The onset of the deposition of the Bowland Shales (late Asbian–Pendleian) marked a significant change in marine chemistry, and specifically the change from mainly dysoxic to predominantly anoxic conditions at the sediment surface. Consequently these beds are less bioturbated and more organic rich than the underlying formations (i.e. the Bowland Shales are oil shales). This is in common with some other deep-water sections at this time (e.g. Antler Foreland Basin, Utah, USA; Titus and Riley, 1997). Their development denotes intense stratification of the water column and isolation of the deep basinal water. This was probably a response to climate and ocean circulation change as the Carboniferous glaciation intensified, and was further enhanced in the Craven Basin by the appearance of microbial reefs during Asbian and early Brigantian times, which fringed the surrounding carbonate platforms and restricted the gravitational flow of oxygenated water and carbonate detritus into the basin from the platform interiors. The fossil bands of the Bowland Shales are the forerunners of the marine bands so typical of Namurian rocks and represent marine highstand deposits formed during interglacial periods.
The Pendleside Sandstones Member (mainly mid-Brigantian) most probably represents a series of vertically and laterally stacked, lowstand, forced regression, turbidite lobes fed by fluvial and coastal processes associated with the Askrigg Block and South Lake District High during lowstand emergence; the hemipelagic mudstones, present between the sandstone packages, representing highstand. By late Brigantian times (P2b ammonoid zone) sandstone supply had largely ceased allowing further deposition of hemipelagic mudstones (Lower Bowland Shale and Upper Bowland Shale formations) into Pendleian times.

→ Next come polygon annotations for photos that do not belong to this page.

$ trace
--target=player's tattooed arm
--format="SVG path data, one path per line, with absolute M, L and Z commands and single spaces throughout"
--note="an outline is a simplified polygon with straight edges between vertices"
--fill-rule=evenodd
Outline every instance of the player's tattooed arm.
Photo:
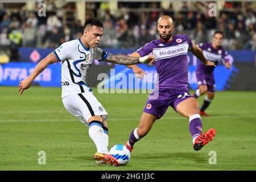
M 191 52 L 196 56 L 196 57 L 197 57 L 203 63 L 203 64 L 208 66 L 216 67 L 213 62 L 207 60 L 204 55 L 202 49 L 199 47 L 193 44 L 193 47 L 189 48 L 189 51 L 191 51 Z
M 104 61 L 112 63 L 133 65 L 140 63 L 153 63 L 155 60 L 154 55 L 147 55 L 144 57 L 131 57 L 124 55 L 112 55 L 109 54 L 108 57 L 104 60 Z

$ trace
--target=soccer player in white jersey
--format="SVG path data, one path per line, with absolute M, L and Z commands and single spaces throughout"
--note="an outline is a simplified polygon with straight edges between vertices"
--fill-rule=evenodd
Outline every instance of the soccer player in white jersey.
M 134 57 L 109 53 L 97 47 L 102 35 L 103 24 L 101 20 L 95 18 L 87 20 L 81 38 L 63 43 L 42 60 L 28 77 L 19 82 L 18 90 L 20 94 L 22 94 L 23 90 L 30 86 L 34 79 L 49 64 L 62 62 L 61 97 L 64 107 L 89 126 L 89 135 L 97 148 L 97 152 L 94 155 L 96 162 L 117 166 L 117 160 L 109 155 L 108 150 L 106 122 L 108 113 L 86 84 L 88 69 L 94 59 L 99 61 L 132 65 L 152 63 L 154 56 Z
M 199 47 L 203 50 L 205 57 L 214 63 L 215 65 L 217 65 L 222 62 L 226 68 L 230 69 L 232 65 L 226 57 L 228 53 L 221 46 L 224 36 L 224 34 L 222 31 L 216 31 L 213 34 L 211 43 L 201 43 Z M 203 105 L 199 110 L 199 113 L 201 116 L 209 116 L 205 110 L 214 97 L 215 80 L 213 75 L 214 68 L 215 67 L 207 67 L 200 63 L 196 71 L 198 88 L 193 97 L 197 98 L 207 93 Z

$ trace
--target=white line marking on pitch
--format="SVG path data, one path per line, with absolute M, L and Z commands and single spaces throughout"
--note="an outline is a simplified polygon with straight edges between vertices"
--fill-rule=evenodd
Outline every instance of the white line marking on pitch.
M 256 115 L 220 115 L 220 116 L 211 116 L 207 117 L 207 119 L 225 119 L 225 118 L 247 118 L 256 117 Z M 135 121 L 137 120 L 139 121 L 139 118 L 109 118 L 108 121 Z M 180 120 L 180 119 L 187 119 L 185 118 L 181 117 L 173 117 L 162 118 L 161 120 Z M 0 120 L 0 123 L 7 123 L 7 122 L 73 122 L 79 121 L 78 119 L 26 119 L 26 120 Z

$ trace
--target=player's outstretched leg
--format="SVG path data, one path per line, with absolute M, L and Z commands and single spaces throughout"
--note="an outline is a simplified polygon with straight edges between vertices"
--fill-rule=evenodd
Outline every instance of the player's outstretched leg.
M 179 114 L 189 119 L 189 131 L 193 146 L 196 151 L 201 150 L 215 136 L 215 130 L 213 129 L 210 129 L 204 134 L 202 134 L 202 122 L 198 113 L 197 107 L 197 102 L 193 97 L 188 98 L 180 102 L 176 107 L 176 110 Z
M 209 106 L 210 102 L 212 102 L 212 99 L 214 97 L 214 93 L 213 92 L 208 92 L 207 96 L 205 96 L 205 98 L 204 100 L 204 103 L 203 104 L 202 106 L 200 109 L 200 114 L 201 116 L 209 116 L 209 114 L 205 113 L 205 110 Z
M 96 146 L 97 152 L 94 155 L 96 162 L 98 163 L 104 161 L 111 166 L 118 166 L 117 160 L 109 154 L 104 138 L 102 123 L 100 121 L 91 121 L 89 125 L 89 135 Z
M 105 144 L 106 145 L 106 146 L 108 147 L 109 146 L 109 129 L 108 129 L 108 123 L 106 122 L 106 121 L 102 121 L 102 129 L 104 130 L 104 140 L 105 140 Z M 97 162 L 97 163 L 98 164 L 106 164 L 106 162 L 104 160 L 99 160 Z
M 125 144 L 130 152 L 133 151 L 134 144 L 150 131 L 156 119 L 156 117 L 154 115 L 144 112 L 142 113 L 139 126 L 131 131 L 129 139 Z

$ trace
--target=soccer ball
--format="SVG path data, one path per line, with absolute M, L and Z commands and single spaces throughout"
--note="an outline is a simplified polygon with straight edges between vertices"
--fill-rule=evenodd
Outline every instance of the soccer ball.
M 131 159 L 131 153 L 123 144 L 117 144 L 109 151 L 109 154 L 118 161 L 118 166 L 125 166 Z

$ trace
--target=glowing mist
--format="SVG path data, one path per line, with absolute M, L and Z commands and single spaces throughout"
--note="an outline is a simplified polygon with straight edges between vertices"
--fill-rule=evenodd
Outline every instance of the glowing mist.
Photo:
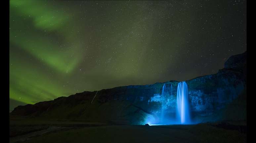
M 185 82 L 180 82 L 177 90 L 177 117 L 178 123 L 188 124 L 191 122 L 188 86 Z

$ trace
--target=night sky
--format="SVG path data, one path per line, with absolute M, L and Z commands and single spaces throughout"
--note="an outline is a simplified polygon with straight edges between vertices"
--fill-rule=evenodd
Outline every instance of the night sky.
M 10 110 L 216 73 L 246 50 L 243 0 L 10 2 Z

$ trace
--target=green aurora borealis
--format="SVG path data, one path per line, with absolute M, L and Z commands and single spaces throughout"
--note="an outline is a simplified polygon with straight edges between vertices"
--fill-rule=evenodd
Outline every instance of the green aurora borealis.
M 246 49 L 244 1 L 10 1 L 10 111 L 216 73 Z

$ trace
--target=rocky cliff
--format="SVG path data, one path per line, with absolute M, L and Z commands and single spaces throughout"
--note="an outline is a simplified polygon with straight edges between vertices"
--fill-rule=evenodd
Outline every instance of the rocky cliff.
M 213 115 L 228 106 L 244 90 L 246 85 L 246 66 L 245 52 L 231 56 L 224 68 L 216 74 L 186 81 L 192 120 L 200 122 L 222 119 L 221 117 L 215 118 Z M 53 101 L 19 106 L 11 115 L 139 124 L 146 123 L 149 118 L 157 119 L 163 108 L 166 117 L 170 119 L 175 116 L 178 83 L 171 81 L 85 91 Z M 162 95 L 164 84 L 165 94 Z

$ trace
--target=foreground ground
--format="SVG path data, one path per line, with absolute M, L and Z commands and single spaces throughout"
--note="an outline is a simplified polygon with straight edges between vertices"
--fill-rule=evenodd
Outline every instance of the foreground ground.
M 242 143 L 246 122 L 131 126 L 78 121 L 10 121 L 11 143 Z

The Pendle Grit Formation represents the first major influx of 'Millstone Grit' into the Central Pennine Basin. It represents a turbidite-fronted delta system. Brandon et al. (1995) demonstrated that the Pendle Grit was fed by a fluvial system preserved on the Askrigg Block as the Bearing Grit. Hitherto this source was unrecognized, within a broader definition of the Grassington Grit. The presence of a palaeosol at the top of the formation provides the first evidence of subaerial emergence in the region since Tournaisian times and represents temporary filling of the basin to base level during eustatic fall and copious sediment supply in mid-E1c times.
Conclusions
Pendle Hill is of international importance as it provides the type ammonoid biostratigraphy of western Europe for late Viséan and early Namurian times, with many ammonoid type specimens described from stream sections along the flanks of the hill. It is also the type area in which the base of the Namurian Series is defined. The site also shows a variety of turbidite systems, fed from both limestone and clastic environments. The effects of glacially controlled sea-level changes on the sedimentary environments and faunas in equatorial deep-water marine basins can also be seen. The appearance of Millstone Grit is earlier than farther south, such as in Derbyshire, demonstrating that this facies was fed by rivers to the north. The Bowland Shales are excellent source rocks for hydrocarbons, which have accumulated in oil and gas fields to the west, under the Irish Sea.